Forward pass has very high execution times

Dear all,
I implemented a fully connected MultiLayerNetwork with 5 hidden layers with 30 nodes each, 6 inputs and 4 outputs. When I perform a single forward pass, by passing an input INDArray to the output method:

INDArray output= myNetwork.output(input);

it takes 0.15 seconds.
The same thing implemented with pyton using tensorflow, results in a much lower execution time, approximately 0.05 seconds.

In both cases I used the CPU to execute computation (Intel Core I7 7700 3.6 Ghz with 8GB Ram).
Is it possible? should’nt be DL4j faster than python? where did I go wrong?
Thank you,
Lorenzo

Could you please post code? Unfortunately I can’t read your screen and know next to nothing about your scenario. Execution times for operations have many parts from their data transformation to the way the network is configured. You haven’t given me anything to work with. For all I know you could be using a very old version or you could be doing the data transforms in some way that looks fast but is actually very slow.

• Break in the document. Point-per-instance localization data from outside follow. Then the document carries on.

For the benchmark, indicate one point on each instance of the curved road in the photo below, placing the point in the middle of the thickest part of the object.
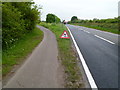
(42, 69)
(100, 51)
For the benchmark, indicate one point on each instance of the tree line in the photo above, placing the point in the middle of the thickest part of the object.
(18, 19)
(74, 19)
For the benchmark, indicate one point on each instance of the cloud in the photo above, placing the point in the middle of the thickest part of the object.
(83, 9)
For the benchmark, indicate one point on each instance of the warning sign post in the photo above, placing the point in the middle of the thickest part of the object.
(65, 35)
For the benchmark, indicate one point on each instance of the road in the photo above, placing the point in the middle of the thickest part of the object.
(42, 68)
(100, 51)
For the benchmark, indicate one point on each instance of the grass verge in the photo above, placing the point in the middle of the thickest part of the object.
(67, 56)
(109, 27)
(20, 50)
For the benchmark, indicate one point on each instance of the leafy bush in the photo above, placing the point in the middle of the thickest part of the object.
(51, 18)
(18, 18)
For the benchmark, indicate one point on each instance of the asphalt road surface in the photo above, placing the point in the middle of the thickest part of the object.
(100, 51)
(42, 68)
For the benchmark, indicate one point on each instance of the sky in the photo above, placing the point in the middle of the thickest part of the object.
(83, 9)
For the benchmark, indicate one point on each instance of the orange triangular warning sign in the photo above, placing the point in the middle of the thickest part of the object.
(65, 35)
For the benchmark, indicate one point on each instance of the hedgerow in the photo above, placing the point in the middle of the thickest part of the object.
(18, 18)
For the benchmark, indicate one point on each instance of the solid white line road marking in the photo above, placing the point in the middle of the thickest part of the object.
(104, 39)
(87, 71)
(86, 31)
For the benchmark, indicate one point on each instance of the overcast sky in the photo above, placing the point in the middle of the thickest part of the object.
(83, 9)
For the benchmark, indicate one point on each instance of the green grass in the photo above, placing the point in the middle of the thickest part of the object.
(108, 27)
(20, 50)
(67, 56)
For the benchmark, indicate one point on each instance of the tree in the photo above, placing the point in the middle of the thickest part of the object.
(18, 18)
(74, 18)
(51, 18)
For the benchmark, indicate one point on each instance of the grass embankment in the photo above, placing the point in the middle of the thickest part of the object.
(20, 50)
(67, 56)
(109, 27)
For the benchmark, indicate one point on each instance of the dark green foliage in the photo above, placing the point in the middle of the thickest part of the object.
(51, 18)
(74, 18)
(18, 18)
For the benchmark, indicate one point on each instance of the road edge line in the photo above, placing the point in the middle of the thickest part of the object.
(104, 39)
(86, 69)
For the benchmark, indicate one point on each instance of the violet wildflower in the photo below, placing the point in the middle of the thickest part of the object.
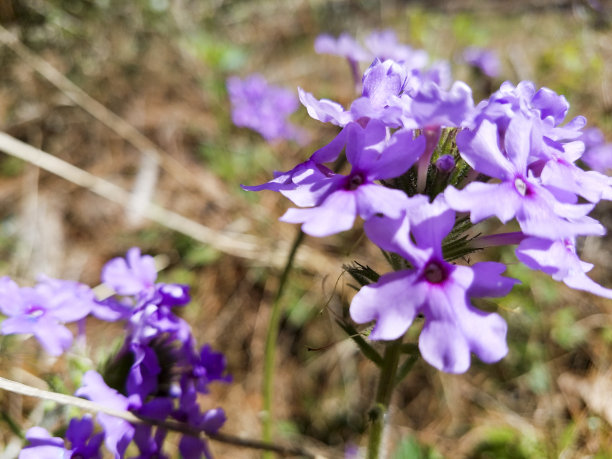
(117, 433)
(558, 258)
(43, 309)
(80, 434)
(598, 154)
(485, 60)
(356, 193)
(536, 208)
(435, 288)
(260, 106)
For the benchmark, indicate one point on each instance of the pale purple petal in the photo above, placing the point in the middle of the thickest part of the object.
(389, 303)
(483, 200)
(375, 199)
(431, 223)
(324, 110)
(481, 150)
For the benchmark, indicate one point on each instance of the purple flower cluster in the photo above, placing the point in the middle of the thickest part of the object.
(418, 152)
(264, 108)
(164, 369)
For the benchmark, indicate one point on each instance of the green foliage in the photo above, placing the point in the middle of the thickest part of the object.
(506, 443)
(565, 331)
(364, 275)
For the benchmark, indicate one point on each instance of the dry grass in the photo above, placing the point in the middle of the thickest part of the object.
(162, 73)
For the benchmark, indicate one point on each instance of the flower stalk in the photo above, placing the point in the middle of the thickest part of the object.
(379, 413)
(271, 338)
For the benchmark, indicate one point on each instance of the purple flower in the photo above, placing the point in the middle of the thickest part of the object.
(435, 288)
(486, 60)
(264, 108)
(43, 445)
(558, 258)
(42, 310)
(357, 193)
(118, 433)
(598, 154)
(83, 443)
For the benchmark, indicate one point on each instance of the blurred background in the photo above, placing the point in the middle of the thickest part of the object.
(134, 93)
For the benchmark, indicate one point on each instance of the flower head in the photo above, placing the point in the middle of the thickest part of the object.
(260, 106)
(438, 290)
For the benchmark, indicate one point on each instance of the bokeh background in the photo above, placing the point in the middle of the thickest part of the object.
(160, 67)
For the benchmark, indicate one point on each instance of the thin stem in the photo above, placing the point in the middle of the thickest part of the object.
(271, 337)
(386, 384)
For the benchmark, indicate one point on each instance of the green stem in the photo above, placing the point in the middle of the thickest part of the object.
(271, 336)
(383, 397)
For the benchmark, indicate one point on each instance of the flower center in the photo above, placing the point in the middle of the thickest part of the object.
(354, 182)
(520, 186)
(434, 273)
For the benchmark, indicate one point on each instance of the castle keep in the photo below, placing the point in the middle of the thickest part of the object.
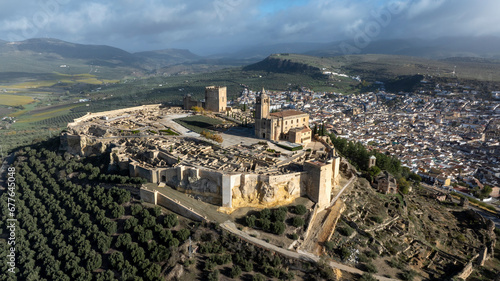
(215, 100)
(288, 125)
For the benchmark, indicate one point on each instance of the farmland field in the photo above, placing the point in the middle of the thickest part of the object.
(14, 100)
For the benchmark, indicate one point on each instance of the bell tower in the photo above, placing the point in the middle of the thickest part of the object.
(262, 106)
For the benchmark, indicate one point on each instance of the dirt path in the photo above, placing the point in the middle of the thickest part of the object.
(301, 255)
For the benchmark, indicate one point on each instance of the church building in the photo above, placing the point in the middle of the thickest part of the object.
(287, 125)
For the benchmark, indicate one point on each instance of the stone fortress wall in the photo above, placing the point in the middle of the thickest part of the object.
(236, 190)
(227, 188)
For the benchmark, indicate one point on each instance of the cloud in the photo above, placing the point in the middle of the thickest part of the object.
(221, 25)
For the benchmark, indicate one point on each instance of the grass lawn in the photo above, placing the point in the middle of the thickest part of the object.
(198, 123)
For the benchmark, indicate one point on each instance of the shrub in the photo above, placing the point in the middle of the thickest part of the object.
(377, 219)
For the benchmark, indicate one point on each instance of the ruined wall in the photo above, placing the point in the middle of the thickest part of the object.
(157, 198)
(243, 190)
(135, 170)
(91, 115)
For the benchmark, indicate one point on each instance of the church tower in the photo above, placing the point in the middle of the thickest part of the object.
(262, 106)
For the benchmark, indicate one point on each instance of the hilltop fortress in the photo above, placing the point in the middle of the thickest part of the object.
(142, 141)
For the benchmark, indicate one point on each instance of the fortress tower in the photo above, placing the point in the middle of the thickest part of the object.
(262, 106)
(319, 187)
(215, 98)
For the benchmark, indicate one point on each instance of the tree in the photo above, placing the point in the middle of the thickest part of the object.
(152, 272)
(213, 276)
(265, 224)
(298, 221)
(278, 227)
(250, 220)
(300, 209)
(258, 277)
(369, 267)
(136, 209)
(279, 214)
(485, 192)
(235, 272)
(117, 261)
(404, 185)
(170, 220)
(367, 277)
(94, 261)
(183, 234)
(374, 171)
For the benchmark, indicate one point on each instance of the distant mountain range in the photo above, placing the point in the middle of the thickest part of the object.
(43, 55)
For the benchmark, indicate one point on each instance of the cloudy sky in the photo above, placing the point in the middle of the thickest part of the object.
(217, 26)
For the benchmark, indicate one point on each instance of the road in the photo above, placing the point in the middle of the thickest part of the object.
(231, 227)
(483, 213)
(5, 164)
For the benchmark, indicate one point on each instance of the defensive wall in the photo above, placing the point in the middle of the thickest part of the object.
(157, 198)
(235, 190)
(91, 115)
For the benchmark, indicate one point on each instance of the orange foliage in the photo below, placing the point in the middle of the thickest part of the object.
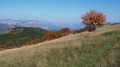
(94, 18)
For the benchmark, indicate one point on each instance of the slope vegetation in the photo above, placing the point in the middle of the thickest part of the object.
(75, 50)
(20, 35)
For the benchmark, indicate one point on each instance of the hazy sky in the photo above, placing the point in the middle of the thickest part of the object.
(65, 11)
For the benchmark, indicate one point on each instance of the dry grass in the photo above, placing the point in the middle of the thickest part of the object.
(36, 55)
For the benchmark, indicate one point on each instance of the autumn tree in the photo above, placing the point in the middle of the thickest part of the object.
(93, 19)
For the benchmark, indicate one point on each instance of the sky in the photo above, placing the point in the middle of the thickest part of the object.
(58, 11)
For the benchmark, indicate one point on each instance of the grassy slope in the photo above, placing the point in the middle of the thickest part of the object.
(86, 50)
(26, 32)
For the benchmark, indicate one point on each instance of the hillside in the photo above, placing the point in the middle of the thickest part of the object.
(88, 49)
(20, 35)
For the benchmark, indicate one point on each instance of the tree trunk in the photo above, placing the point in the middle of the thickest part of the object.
(94, 28)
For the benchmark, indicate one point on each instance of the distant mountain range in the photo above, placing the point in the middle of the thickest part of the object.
(12, 23)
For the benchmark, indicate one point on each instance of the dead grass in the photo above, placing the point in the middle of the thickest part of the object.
(36, 55)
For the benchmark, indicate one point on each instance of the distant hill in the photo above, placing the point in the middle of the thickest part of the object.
(12, 23)
(21, 35)
(5, 26)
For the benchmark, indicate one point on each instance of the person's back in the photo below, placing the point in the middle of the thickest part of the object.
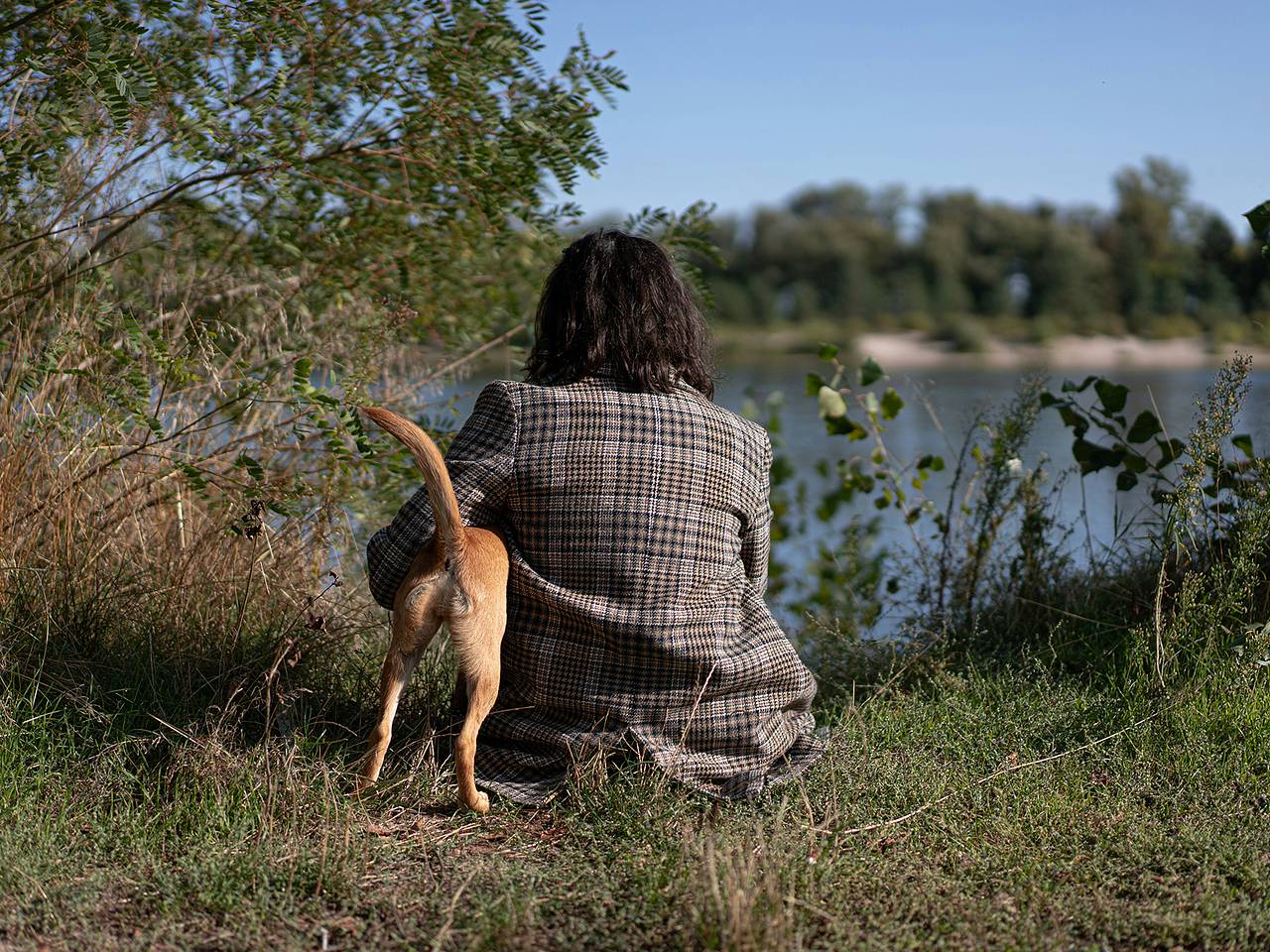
(636, 518)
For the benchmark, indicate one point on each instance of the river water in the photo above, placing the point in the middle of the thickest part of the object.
(1091, 508)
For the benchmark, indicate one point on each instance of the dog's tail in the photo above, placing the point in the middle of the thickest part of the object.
(436, 477)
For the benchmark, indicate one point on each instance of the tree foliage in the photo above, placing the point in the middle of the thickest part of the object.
(1156, 263)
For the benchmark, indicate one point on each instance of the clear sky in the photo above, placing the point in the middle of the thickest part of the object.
(742, 103)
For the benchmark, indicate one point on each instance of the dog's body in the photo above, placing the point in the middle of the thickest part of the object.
(458, 579)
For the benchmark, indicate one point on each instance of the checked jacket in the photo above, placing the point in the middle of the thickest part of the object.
(638, 532)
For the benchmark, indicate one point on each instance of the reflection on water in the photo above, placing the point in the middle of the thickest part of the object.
(1089, 508)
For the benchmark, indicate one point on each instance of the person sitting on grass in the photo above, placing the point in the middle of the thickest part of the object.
(636, 520)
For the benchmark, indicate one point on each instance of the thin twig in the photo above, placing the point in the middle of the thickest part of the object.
(1011, 769)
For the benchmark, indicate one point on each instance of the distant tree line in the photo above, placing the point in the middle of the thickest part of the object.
(952, 263)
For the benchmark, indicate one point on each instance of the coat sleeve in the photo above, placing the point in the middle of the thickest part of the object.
(756, 537)
(480, 462)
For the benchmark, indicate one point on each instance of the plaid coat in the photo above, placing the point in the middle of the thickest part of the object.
(638, 532)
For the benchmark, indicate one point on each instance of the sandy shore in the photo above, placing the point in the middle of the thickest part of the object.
(915, 350)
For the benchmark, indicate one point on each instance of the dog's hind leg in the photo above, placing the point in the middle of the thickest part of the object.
(481, 667)
(414, 625)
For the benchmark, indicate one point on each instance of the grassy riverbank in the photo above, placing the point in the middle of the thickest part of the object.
(1061, 757)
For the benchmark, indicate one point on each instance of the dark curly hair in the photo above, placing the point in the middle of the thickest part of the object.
(616, 299)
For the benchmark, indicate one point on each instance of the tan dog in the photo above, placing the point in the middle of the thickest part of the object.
(460, 579)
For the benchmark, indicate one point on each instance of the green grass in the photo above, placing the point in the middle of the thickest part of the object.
(125, 833)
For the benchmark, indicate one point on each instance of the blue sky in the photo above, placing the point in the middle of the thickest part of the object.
(742, 103)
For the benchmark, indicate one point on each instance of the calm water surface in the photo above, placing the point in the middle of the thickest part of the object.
(1091, 507)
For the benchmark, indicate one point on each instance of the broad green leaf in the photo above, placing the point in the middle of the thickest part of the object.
(830, 403)
(1111, 395)
(892, 404)
(1072, 388)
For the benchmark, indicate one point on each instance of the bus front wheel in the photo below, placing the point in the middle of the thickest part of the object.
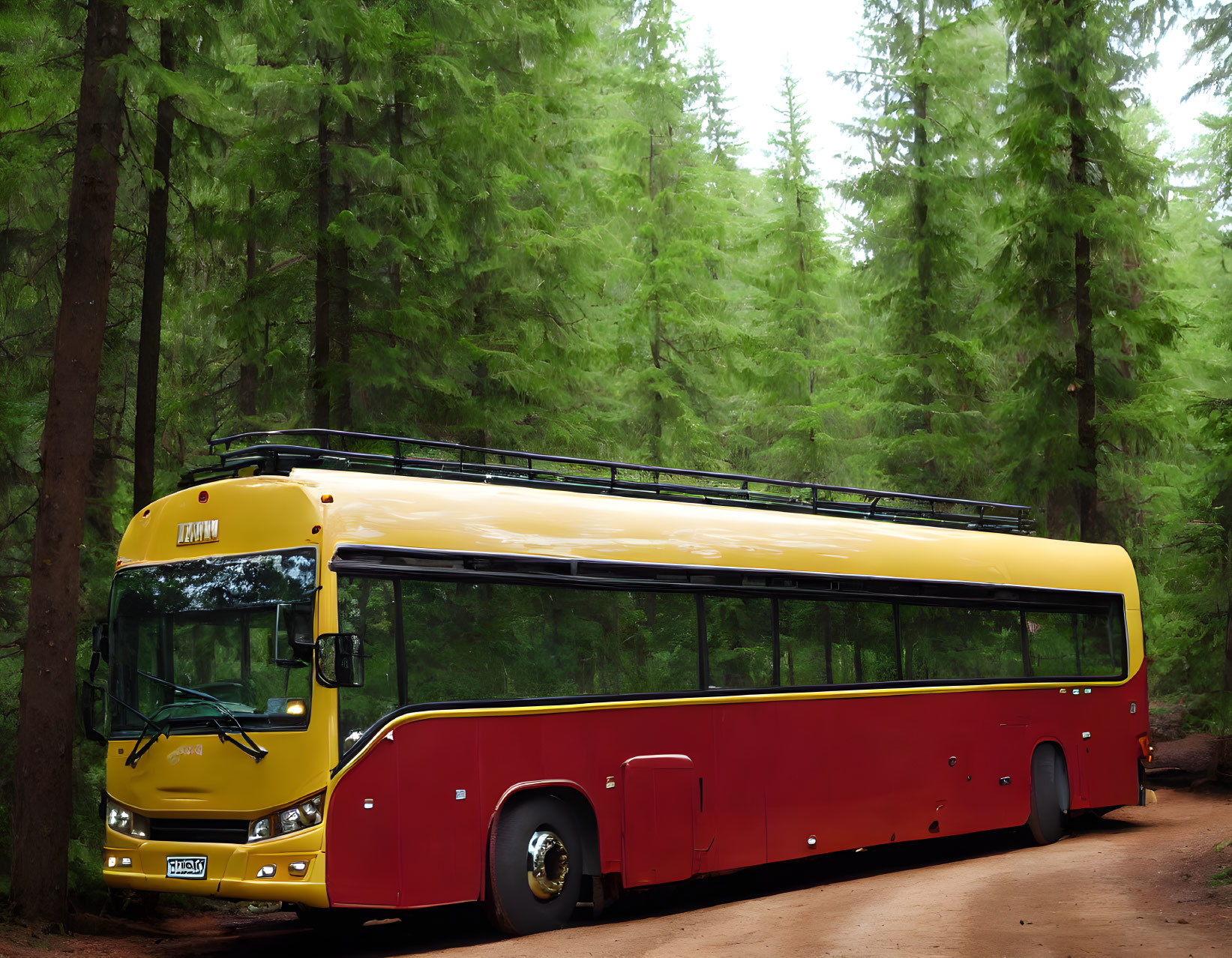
(1050, 795)
(534, 867)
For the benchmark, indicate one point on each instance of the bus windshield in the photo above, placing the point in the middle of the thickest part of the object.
(218, 628)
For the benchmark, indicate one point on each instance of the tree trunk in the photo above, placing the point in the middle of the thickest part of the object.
(245, 391)
(43, 765)
(321, 314)
(343, 276)
(151, 292)
(1084, 351)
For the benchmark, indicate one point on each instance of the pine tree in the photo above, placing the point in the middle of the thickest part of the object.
(919, 228)
(1077, 270)
(784, 420)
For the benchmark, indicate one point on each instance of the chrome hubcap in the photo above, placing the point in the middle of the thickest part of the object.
(547, 864)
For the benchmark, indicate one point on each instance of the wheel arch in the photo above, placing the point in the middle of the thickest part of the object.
(1056, 744)
(578, 802)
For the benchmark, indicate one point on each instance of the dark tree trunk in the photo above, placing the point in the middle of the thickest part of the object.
(245, 392)
(396, 151)
(1084, 350)
(919, 187)
(43, 765)
(321, 316)
(343, 276)
(151, 293)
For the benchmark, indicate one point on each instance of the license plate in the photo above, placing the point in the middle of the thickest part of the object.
(186, 867)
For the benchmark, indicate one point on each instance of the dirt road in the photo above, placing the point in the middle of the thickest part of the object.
(1135, 882)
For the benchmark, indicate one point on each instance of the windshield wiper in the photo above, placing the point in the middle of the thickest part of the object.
(248, 747)
(138, 749)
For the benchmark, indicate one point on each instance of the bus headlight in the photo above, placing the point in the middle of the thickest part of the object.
(301, 816)
(127, 822)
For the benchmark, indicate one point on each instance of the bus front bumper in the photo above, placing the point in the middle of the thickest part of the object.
(256, 873)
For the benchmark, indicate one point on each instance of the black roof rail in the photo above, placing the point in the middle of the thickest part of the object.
(277, 452)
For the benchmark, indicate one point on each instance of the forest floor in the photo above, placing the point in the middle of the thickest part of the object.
(1141, 879)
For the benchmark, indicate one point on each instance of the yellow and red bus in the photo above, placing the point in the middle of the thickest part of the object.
(358, 672)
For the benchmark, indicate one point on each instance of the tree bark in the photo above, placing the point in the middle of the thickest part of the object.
(245, 392)
(343, 274)
(151, 292)
(43, 764)
(321, 314)
(1084, 350)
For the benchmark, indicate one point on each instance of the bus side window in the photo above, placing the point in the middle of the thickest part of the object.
(739, 642)
(949, 642)
(366, 607)
(1066, 643)
(835, 642)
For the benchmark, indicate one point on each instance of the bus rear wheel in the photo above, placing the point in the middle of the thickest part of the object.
(1050, 795)
(534, 867)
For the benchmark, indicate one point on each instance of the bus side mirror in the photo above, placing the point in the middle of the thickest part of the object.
(292, 630)
(90, 703)
(340, 660)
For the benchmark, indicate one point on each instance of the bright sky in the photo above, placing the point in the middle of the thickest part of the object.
(755, 41)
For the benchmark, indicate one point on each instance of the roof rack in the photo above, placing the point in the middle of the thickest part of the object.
(268, 454)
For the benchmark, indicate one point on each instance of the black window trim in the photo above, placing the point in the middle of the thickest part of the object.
(393, 564)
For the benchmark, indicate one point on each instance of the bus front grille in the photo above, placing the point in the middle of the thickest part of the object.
(228, 831)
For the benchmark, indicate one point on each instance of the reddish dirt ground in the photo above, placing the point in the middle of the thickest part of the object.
(1138, 881)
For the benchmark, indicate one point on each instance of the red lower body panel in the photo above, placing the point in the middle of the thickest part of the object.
(680, 789)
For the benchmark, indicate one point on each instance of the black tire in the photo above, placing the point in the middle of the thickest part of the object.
(1050, 795)
(511, 904)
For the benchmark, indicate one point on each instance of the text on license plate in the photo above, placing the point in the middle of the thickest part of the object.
(186, 866)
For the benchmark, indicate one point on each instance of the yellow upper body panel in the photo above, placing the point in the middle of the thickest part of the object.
(473, 517)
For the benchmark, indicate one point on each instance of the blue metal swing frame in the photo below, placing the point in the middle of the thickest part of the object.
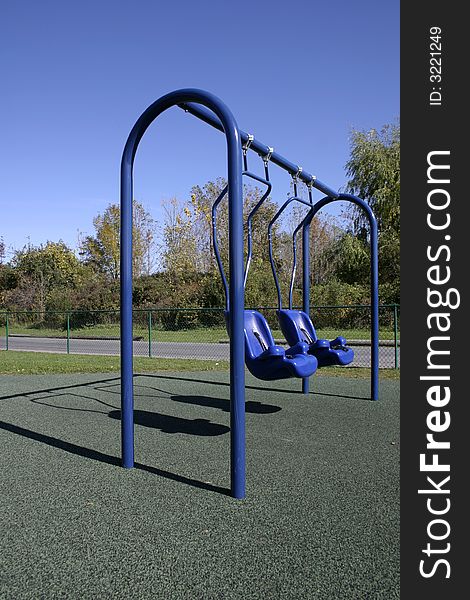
(210, 109)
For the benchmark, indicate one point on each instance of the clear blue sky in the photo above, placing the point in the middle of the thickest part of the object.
(76, 75)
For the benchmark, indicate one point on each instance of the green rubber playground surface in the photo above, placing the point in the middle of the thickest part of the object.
(321, 518)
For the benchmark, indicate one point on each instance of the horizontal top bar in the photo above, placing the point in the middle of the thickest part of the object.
(208, 117)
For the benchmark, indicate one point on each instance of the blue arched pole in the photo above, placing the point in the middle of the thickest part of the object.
(236, 291)
(374, 277)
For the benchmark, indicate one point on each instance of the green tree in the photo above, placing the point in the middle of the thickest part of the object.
(374, 175)
(102, 250)
(42, 271)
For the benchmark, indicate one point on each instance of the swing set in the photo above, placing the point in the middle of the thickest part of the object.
(251, 339)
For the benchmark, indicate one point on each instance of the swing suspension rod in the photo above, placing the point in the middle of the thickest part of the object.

Putting it another way unless I can run your code (eg: don’t make me guess literally anything) I can’t really help you much. Guessing just makes you spend your time describing a bunch of things and means I have to spend a bunch of time trying to guess what the problem could be.

As you’d guess if we’re slower somewhere we’d like to improve it. None of this would be on purpose.

@ltiacci also some idea of how you setup your benchmark would be nice. If you could a github repo for both the tensorflow code and dl4j code would be appreciated. Asking “why is this slow” without giving some sort of way of seeing that and potentially letting me see some profiler output isn’t really helpful.

If I can see some profiler output I can probably give you an idea of either what’s going on or even potentially fix it if there really is a problem. If you do that we both win.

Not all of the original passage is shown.